Le changement de logo de Difusora ne cherche pas à en faire trop — et c’est bien là l’essentiel

Le changement de logo de Difusora ne cherche pas à en faire trop — et c'est bien là l'essentiel

Certaines mises à jour de logo semblent implorer l’attention. Celle-ci, non.

Difusora a opéré un changement, mais c’est le genre de changement qui ne suscite pas de polémiques immédiates. Pas de réactions excessives, pas de confusion, pas de « pourquoi ils ont tout gâché ? ». Cela signifie généralement que la mise à jour reste fidèle à ce que les gens connaissaient déjà.

Et honnêtement, c’est plus difficile à réussir qu’une refonte complète.

Le nouveau design est plus épuré, c’est certain. Cela saute aux yeux en quelques secondes. Les formes sont plus nettes, moins encombrées. On a plus d’espace. Mais ce n’est pas le genre de refonte qui nécessite une comparaison directe pour comprendre les changements. On a juste l’impression que c’est… plus clair.

C’est probablement le but recherché.

Auparavant, les logos étaient présents dans des endroits très prévisibles : un écran de télévision, un programme imprimé, un panneau d’affichage.
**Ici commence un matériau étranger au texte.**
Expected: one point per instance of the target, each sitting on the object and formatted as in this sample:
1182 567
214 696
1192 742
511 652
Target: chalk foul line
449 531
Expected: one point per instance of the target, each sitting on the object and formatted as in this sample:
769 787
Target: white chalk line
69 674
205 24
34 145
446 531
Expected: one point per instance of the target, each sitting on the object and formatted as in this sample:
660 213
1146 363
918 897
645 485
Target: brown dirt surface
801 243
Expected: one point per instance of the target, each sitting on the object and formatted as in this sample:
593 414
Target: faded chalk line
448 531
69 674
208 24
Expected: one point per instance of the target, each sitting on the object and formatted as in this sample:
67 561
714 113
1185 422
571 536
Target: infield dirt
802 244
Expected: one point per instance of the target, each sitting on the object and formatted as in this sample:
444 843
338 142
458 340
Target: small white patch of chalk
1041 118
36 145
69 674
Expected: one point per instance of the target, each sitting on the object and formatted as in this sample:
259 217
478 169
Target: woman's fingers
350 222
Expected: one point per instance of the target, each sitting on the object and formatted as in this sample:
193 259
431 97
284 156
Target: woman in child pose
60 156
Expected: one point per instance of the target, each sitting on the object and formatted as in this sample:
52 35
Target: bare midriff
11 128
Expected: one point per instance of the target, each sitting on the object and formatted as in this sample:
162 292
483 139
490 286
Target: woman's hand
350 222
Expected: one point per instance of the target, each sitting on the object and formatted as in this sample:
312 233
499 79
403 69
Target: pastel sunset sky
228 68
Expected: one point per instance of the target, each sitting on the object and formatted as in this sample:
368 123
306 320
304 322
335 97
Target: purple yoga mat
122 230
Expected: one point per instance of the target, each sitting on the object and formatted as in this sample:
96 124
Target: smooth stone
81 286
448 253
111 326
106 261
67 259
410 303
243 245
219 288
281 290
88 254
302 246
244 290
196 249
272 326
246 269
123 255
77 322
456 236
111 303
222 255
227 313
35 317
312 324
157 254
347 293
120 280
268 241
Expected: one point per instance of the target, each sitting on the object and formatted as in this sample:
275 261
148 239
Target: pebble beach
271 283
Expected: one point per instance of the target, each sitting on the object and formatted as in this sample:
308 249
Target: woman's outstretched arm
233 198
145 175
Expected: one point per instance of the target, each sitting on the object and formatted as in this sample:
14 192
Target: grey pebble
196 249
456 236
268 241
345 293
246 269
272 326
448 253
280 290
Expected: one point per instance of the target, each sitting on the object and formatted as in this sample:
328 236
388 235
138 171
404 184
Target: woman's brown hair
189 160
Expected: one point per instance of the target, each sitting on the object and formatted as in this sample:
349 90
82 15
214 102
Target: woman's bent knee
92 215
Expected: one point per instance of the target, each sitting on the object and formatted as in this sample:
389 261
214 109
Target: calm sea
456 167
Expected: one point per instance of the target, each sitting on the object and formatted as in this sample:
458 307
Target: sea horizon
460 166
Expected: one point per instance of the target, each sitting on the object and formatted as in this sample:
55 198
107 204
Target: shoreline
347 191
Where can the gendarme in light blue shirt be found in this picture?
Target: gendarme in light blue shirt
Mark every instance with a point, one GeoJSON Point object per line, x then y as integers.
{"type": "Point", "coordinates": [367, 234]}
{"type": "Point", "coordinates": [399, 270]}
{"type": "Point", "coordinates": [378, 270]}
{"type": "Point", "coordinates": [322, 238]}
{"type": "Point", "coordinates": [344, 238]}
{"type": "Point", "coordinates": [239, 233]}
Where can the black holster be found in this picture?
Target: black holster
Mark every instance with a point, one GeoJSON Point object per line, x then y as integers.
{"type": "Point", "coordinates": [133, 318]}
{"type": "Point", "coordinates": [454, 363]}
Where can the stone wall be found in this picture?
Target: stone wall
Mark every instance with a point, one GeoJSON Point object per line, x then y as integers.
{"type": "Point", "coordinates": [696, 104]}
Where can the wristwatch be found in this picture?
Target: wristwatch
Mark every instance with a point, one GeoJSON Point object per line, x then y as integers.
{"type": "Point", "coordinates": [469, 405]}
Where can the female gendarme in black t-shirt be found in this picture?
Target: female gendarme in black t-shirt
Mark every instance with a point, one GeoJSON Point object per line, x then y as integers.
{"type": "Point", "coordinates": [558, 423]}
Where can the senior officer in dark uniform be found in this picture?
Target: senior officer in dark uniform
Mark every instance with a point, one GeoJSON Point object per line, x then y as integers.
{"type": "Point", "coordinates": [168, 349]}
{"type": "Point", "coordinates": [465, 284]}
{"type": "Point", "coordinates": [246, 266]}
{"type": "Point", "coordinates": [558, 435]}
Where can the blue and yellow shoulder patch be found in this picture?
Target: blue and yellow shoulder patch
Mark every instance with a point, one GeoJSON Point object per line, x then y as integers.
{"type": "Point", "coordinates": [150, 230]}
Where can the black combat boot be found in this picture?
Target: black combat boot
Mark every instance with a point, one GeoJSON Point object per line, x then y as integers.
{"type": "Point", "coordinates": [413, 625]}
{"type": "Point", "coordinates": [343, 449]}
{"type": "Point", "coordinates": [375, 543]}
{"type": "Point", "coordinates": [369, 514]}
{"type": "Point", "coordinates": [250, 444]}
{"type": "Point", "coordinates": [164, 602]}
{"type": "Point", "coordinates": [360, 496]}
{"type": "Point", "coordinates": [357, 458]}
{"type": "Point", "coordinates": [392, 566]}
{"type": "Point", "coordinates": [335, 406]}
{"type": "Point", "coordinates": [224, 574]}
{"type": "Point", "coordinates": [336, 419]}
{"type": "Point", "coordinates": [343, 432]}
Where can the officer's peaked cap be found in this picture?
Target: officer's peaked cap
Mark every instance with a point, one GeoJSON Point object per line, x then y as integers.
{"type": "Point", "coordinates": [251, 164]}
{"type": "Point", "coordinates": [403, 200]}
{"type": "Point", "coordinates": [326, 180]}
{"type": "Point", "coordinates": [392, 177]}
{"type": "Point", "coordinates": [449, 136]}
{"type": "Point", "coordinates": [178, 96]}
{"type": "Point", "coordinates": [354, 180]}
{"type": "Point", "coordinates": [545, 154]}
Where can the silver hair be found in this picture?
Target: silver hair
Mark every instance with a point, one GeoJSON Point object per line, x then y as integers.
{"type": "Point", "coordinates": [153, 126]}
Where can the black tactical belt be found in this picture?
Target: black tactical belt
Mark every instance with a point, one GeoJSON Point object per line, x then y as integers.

Aujourd’hui, ils sont partout, souvent très petits, parfois animés, parfois partiellement masqués par d’autres éléments graphiques. Si un design ne résiste pas à cela, il se dégrade rapidement.

Pas de façon spectaculaire, mais par petites touches. Les contours sont flous. Les détails disparaissent. La reconnaissance diminue.

Alors les entreprises simplifient. Non pas parce que ça a l’air moderne, mais parce que c’est plus efficace.

La mise à jour de Difusora semble être le fruit d’une réflexion similaire. On n’a pas l’impression que quelqu’un ait tenté de réinventer la marque. On dirait plutôt que quelqu’un a supprimé les éléments qui gênaient.

C’est une approche différente.

On le constate ailleurs aussi, même si ce n’est pas toujours évident au premier coup d’œil. Le logo de la BBC n’est pas devenu méconnaissable du jour au lendemain. Il a évolué progressivement jusqu’à ce que les anciennes versions deviennent pesantes. Même chose pour CNN : l’essence est restée la même, seule la mise en œuvre a changé.

C’est progressif. Presque imperceptible si on n’y prête pas attention.

Et c’est justement le but. Les gens n’aiment pas perdre ce qui leur est familier, surtout lorsqu’il s’agit de marques médiatiques qu’ils connaissent depuis des années. Dans ce cas, un logo n’est pas qu’un simple élément graphique. C’est lié à l’habitude, à la routine, à une présence discrète.

Si on change trop de style, ça se remarque, et pas forcément en bien.

Celui-ci évite cet écueil.

Il ne cherche pas à impressionner. Il est simplement plus efficace là où c’est nécessaire. Écrans plus petits, affichage plus rapide, temps de mémorisation réduit. C’est la réalité d’aujourd’hui, que les marques le veuillent ou non.

Il y a aussi autre chose : la retenue.

Beaucoup de refontes cherchent à prouver quelque chose. Elles veulent paraître audacieuses, novatrices ou suffisamment différentes pour justifier le changement. Cette pression peut ruiner des identités pourtant réussies. Soudain, tout est plus agressif, plus criard, et on en fait trop.

Difusora n’a pas emprunté cette voie.

On dirait que quelqu’un a su s’arrêter à temps.

C’est rare.

Même en dehors des médias, on voit à quel point cet équilibre est délicat. Philips a su adapter son identité au fil du temps sans la renier. Panasonic a fait de même. Rien de spectaculaire, juste un travail de fond régulier.

Il ne fait pas les gros titres, mais il a bien vieilli.

Ce logo est similaire. Sans être tape-à-l’œil, il est solide. Fonctionnel. Difficile de lui trouver à redire, ce qui est peut-être finalement le meilleur résultat possible.

Car au final, la plupart des gens n’étudient pas les logos.

Ils les reconnaissent, tout simplement – ​​ou pas.

Et celui-ci est toujours reconnaissable. Sans doute un peu plus rapidement maintenant.